“MuZero: Mastering Atari, Go, Chess and Shogi by Planning With a Learned Model”, Julian Schrittwieser, Ioannis Antonoglou, Thomas Hubert, Karen Simonyan, Laurent Sifre, Simon Schmitt, Arthur Guez, Edward Lockhart, Demis Hassabis, Thore Graepel, Timothy Lillicrap, David Silver2019-11-19 (, , , ; similar)⁠:

Constructing agents with planning capabilities has long been one of the main challenges in the pursuit of artificial intelligence. Tree-based planning methods have enjoyed huge success in challenging domains, such as chess and Go, where a perfect simulator is available. However, in real-world problems the dynamics governing the environment are often complex and unknown.

In this work we present the MuZero algorithm which, by combining a tree-based search with a learned model, achieves superhuman performance in a range of challenging and visually complex domains, without any knowledge of their underlying dynamics.

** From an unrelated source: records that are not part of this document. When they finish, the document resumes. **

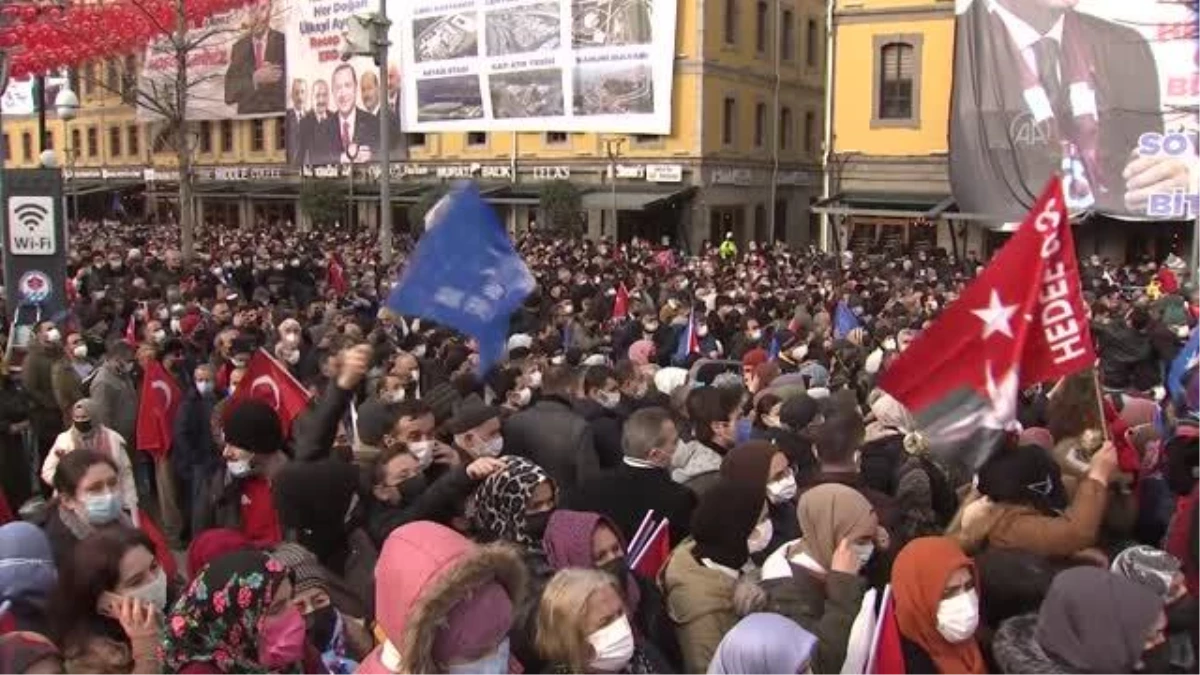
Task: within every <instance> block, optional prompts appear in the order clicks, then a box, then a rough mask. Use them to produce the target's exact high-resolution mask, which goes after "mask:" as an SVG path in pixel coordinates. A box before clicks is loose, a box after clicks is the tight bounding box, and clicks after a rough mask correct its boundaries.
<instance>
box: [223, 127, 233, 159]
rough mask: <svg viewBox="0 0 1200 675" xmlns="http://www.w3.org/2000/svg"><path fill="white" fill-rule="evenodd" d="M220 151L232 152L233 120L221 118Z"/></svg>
mask: <svg viewBox="0 0 1200 675" xmlns="http://www.w3.org/2000/svg"><path fill="white" fill-rule="evenodd" d="M221 151H222V153H233V120H221Z"/></svg>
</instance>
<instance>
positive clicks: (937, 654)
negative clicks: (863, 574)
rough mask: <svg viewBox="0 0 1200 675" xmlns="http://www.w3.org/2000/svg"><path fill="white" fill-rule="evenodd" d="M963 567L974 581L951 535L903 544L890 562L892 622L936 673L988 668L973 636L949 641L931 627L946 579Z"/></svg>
mask: <svg viewBox="0 0 1200 675" xmlns="http://www.w3.org/2000/svg"><path fill="white" fill-rule="evenodd" d="M964 567H966V568H967V569H970V571H971V575H972V577H974V578H976V581H977V583H978V574H977V573H976V569H974V565H973V563H972V562H971V558H968V557H967V556H966V554H964V552H962V549H961V548H959V545H958V544H956V543H955V542H954V540H953V539H949V538H946V537H922V538H919V539H913V540H912V542H908V545H906V546H905V548H904V549H901V550H900V554H899V555H898V556H896V561H895V563H894V565H893V566H892V591H893V597H894V598H895V615H896V623H898V626H899V628H900V634H901V635H904V637H905V638H907V639H908V640H912V641H913V643H916V644H917V646H919V647H920V649H923V650H924V651H925V653H928V655H929V657H930V658H931V659H932V661H934V663H935V664H936V665H937V670H938V671H940V673H954V674H956V675H976V674H978V675H985V674H986V673H988V667H986V665H985V664H984V661H983V653H982V652H980V651H979V644H978V643H977V641H976V640H974V638H972V639H970V640H967V641H965V643H959V644H952V643H949V641H947V640H946V638H943V637H942V634H941V633H940V632H938V631H937V605H938V603H940V602H941V601H942V593H943V592H944V590H946V581H947V579H949V577H950V574H953V573H954V572H955V571H956V569H961V568H964Z"/></svg>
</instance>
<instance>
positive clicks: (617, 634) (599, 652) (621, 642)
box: [588, 615, 634, 671]
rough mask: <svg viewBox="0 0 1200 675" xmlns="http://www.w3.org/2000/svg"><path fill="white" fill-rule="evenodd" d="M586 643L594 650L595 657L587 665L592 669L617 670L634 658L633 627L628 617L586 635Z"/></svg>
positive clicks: (603, 669)
mask: <svg viewBox="0 0 1200 675" xmlns="http://www.w3.org/2000/svg"><path fill="white" fill-rule="evenodd" d="M588 644H589V645H592V649H593V650H595V653H596V655H595V657H594V658H593V659H592V663H589V664H588V665H589V667H590V668H592V669H593V670H606V671H617V670H620V669H623V668H625V665H628V664H629V659H630V658H634V629H632V628H631V627H630V626H629V617H628V616H625V615H622V616H620V619H618V620H617V621H613V622H612V623H610V625H607V626H605V627H604V628H601V629H599V631H596V632H595V633H592V634H590V635H588Z"/></svg>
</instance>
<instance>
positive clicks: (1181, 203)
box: [874, 0, 1200, 221]
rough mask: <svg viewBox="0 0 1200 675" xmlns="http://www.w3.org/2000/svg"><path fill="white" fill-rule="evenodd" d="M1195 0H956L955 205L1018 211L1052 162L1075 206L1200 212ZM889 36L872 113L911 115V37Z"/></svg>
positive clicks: (890, 118)
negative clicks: (889, 36) (909, 43)
mask: <svg viewBox="0 0 1200 675" xmlns="http://www.w3.org/2000/svg"><path fill="white" fill-rule="evenodd" d="M1196 6H1198V4H1196V1H1195V0H1136V1H1133V0H956V7H955V8H956V12H958V17H956V22H955V54H954V88H953V94H952V109H950V171H949V175H950V184H952V186H953V191H954V197H955V199H956V201H958V204H959V209H960V210H961V211H967V213H978V214H985V215H989V216H995V217H997V220H1008V221H1015V220H1019V216H1020V214H1021V213H1024V211H1025V210H1027V209H1028V208H1030V205H1031V204H1032V203H1033V201H1034V198H1036V197H1037V192H1036V191H1037V190H1039V189H1040V186H1042V185H1043V184H1044V183H1045V181H1046V179H1048V178H1049V177H1050V175H1051V174H1052V173H1055V172H1058V173H1061V174H1062V177H1063V191H1064V195H1066V198H1067V205H1068V208H1070V209H1072V210H1085V209H1086V210H1097V211H1103V213H1106V214H1110V215H1115V216H1121V217H1129V219H1190V217H1195V216H1196V215H1200V208H1198V207H1200V195H1198V192H1200V190H1198V180H1200V171H1198V168H1200V161H1198V156H1196V133H1198V130H1200V124H1198V119H1196V113H1195V110H1196V109H1198V108H1196V106H1198V103H1200V41H1198V38H1196V37H1198V34H1200V31H1198V10H1196ZM883 50H884V52H883V53H882V54H880V58H881V60H882V74H881V77H882V82H881V84H880V91H878V96H877V101H876V108H877V109H876V110H875V112H874V114H875V117H877V118H878V119H881V120H889V119H894V120H905V119H913V115H914V114H916V113H917V112H916V110H913V109H912V106H913V103H912V101H913V100H914V97H913V95H912V94H913V86H914V84H913V82H914V80H913V70H914V67H916V68H919V67H920V65H919V64H913V61H914V60H916V59H914V58H913V55H912V53H913V47H912V46H911V44H906V43H904V41H902V40H898V41H896V42H893V43H889V44H886V46H884V47H883ZM906 50H907V54H906ZM906 101H907V102H906Z"/></svg>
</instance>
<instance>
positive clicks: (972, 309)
mask: <svg viewBox="0 0 1200 675" xmlns="http://www.w3.org/2000/svg"><path fill="white" fill-rule="evenodd" d="M1094 363H1096V352H1094V350H1093V346H1092V335H1091V330H1090V329H1088V323H1087V315H1086V312H1085V309H1084V300H1082V295H1081V293H1080V282H1079V267H1078V263H1076V259H1075V244H1074V240H1073V239H1072V234H1070V221H1069V217H1068V215H1067V208H1066V202H1064V199H1063V195H1062V180H1061V179H1060V178H1057V177H1055V178H1052V179H1051V180H1050V184H1049V185H1048V186H1046V189H1045V191H1044V192H1043V193H1042V197H1039V198H1038V201H1037V203H1036V204H1034V205H1033V209H1032V210H1031V211H1030V214H1028V215H1027V216H1026V217H1025V222H1022V223H1021V226H1020V228H1019V229H1018V231H1016V233H1015V234H1014V235H1013V238H1012V239H1010V240H1009V241H1008V244H1006V245H1004V247H1003V249H1002V250H1001V251H1000V253H998V255H997V256H996V258H995V259H992V262H991V264H989V265H988V268H986V269H984V271H983V274H980V275H979V277H978V279H976V280H974V281H973V282H972V283H971V285H970V286H967V288H966V289H965V291H964V292H962V295H961V297H960V298H959V299H958V300H956V301H955V303H954V304H952V305H950V306H949V307H947V310H946V313H943V315H942V316H941V317H940V318H938V319H937V321H936V322H934V324H932V325H930V327H929V329H926V330H925V331H923V333H922V334H920V336H919V337H918V339H917V340H916V341H914V342H913V344H912V345H911V346H910V347H908V348H907V350H906V351H905V352H904V353H902V354H901V356H900V357H899V358H898V359H896V360H895V362H894V363H893V364H892V366H890V368H889V369H888V370H887V371H886V372H884V374H883V377H882V378H881V381H880V387H881V388H883V389H884V390H886V392H887V393H889V394H892V395H893V396H895V398H896V399H898V400H899V401H900V402H902V404H905V405H906V406H908V410H910V411H912V412H913V414H916V416H917V420H918V423H919V424H920V426H922V429H923V431H924V432H925V435H926V437H928V438H929V441H930V443H931V446H932V447H934V449H935V450H938V452H941V453H943V455H944V454H947V453H950V454H953V455H955V458H956V459H958V460H960V461H962V462H965V464H967V465H970V466H973V467H978V466H979V465H982V464H983V462H984V461H985V460H986V458H988V456H989V454H990V452H991V448H994V447H995V443H996V442H997V441H998V440H1000V437H1001V435H1002V434H1003V432H1004V431H1007V430H1009V429H1010V428H1012V426H1013V424H1014V420H1015V418H1016V395H1018V392H1019V390H1021V389H1022V388H1026V387H1030V386H1032V384H1036V383H1039V382H1046V381H1050V380H1055V378H1058V377H1063V376H1067V375H1070V374H1073V372H1078V371H1080V370H1082V369H1085V368H1088V366H1091V365H1093V364H1094Z"/></svg>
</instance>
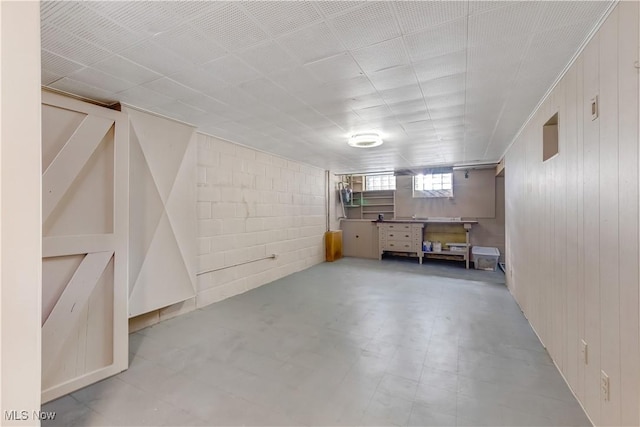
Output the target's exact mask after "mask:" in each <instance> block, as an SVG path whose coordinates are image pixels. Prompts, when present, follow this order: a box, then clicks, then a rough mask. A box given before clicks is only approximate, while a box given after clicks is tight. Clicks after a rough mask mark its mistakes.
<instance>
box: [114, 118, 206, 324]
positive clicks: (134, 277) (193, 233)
mask: <svg viewBox="0 0 640 427" xmlns="http://www.w3.org/2000/svg"><path fill="white" fill-rule="evenodd" d="M123 111H124V112H125V113H127V115H128V116H129V122H130V127H129V136H130V170H131V179H130V194H131V198H130V207H129V208H130V209H129V211H130V224H129V225H130V227H129V229H130V246H129V267H130V268H129V317H134V316H138V315H140V314H144V313H148V312H150V311H153V310H157V309H159V308H163V307H167V306H169V305H172V304H175V303H178V302H181V301H185V300H187V299H189V298H193V297H194V296H195V294H196V266H195V260H196V241H197V238H196V234H197V233H196V230H197V224H196V155H197V152H196V143H195V129H194V128H193V127H191V126H188V125H185V124H183V123H179V122H175V121H173V120H169V119H165V118H161V117H157V116H153V115H151V114H148V113H144V112H142V111H138V110H135V109H133V108H128V107H125V108H123Z"/></svg>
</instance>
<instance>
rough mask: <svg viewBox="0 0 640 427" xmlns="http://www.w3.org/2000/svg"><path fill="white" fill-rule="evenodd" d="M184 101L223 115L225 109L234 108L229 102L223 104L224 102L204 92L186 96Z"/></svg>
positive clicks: (215, 113) (226, 109)
mask: <svg viewBox="0 0 640 427" xmlns="http://www.w3.org/2000/svg"><path fill="white" fill-rule="evenodd" d="M183 102H184V103H185V104H187V105H190V106H192V107H194V108H197V109H199V110H202V111H205V112H207V113H208V114H212V115H214V114H215V115H221V114H223V113H224V112H225V111H227V110H229V109H231V108H232V107H230V106H229V105H227V104H223V103H222V102H220V101H218V100H216V99H214V98H212V97H210V96H207V95H203V94H196V95H194V96H191V97H185V98H184V99H183Z"/></svg>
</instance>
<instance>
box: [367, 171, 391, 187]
mask: <svg viewBox="0 0 640 427" xmlns="http://www.w3.org/2000/svg"><path fill="white" fill-rule="evenodd" d="M364 188H365V190H367V191H375V190H395V189H396V177H395V175H394V174H392V173H391V174H381V175H367V176H366V177H365V186H364Z"/></svg>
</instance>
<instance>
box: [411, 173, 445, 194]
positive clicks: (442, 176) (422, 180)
mask: <svg viewBox="0 0 640 427" xmlns="http://www.w3.org/2000/svg"><path fill="white" fill-rule="evenodd" d="M413 197H453V172H438V173H425V174H422V175H415V176H414V177H413Z"/></svg>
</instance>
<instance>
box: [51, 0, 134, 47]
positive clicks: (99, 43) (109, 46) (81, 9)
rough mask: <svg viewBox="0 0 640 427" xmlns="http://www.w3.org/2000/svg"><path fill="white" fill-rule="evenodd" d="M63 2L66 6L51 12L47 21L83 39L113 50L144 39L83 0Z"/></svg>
mask: <svg viewBox="0 0 640 427" xmlns="http://www.w3.org/2000/svg"><path fill="white" fill-rule="evenodd" d="M61 3H63V4H64V6H66V7H63V8H60V9H58V10H57V13H53V14H50V15H49V16H48V18H47V20H46V22H48V23H49V24H51V25H53V26H55V27H57V28H60V29H62V30H65V31H67V32H69V33H70V34H73V35H75V36H77V37H78V38H80V39H82V40H85V41H87V42H90V43H93V44H96V45H99V46H102V47H103V48H105V49H107V50H109V51H111V52H118V51H120V50H123V49H126V48H128V47H130V46H132V45H134V44H135V43H138V42H140V41H142V40H143V36H141V35H139V34H138V33H134V32H132V31H129V30H127V29H126V28H124V27H122V26H120V25H118V24H116V23H115V22H113V21H111V20H109V19H106V18H104V17H103V16H101V15H99V14H98V13H96V12H94V11H93V10H91V9H89V8H88V7H86V4H85V3H83V2H61Z"/></svg>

MuZero learns a model that, when applied iteratively, predicts the quantities most directly relevant to planning: the reward, the action-selection policy, and the value function.

When evaluated on 57 different Atari games—the canonical video game environment for testing AI techniques, in which model-based planning approaches have historically struggled—our new algorithm achieved a new state-of-the-art. When evaluated on Go, chess and shogi, without any knowledge of the game rules, MuZero matched the superhuman performance of the AlphaZero algorithm that was supplied with the game rules.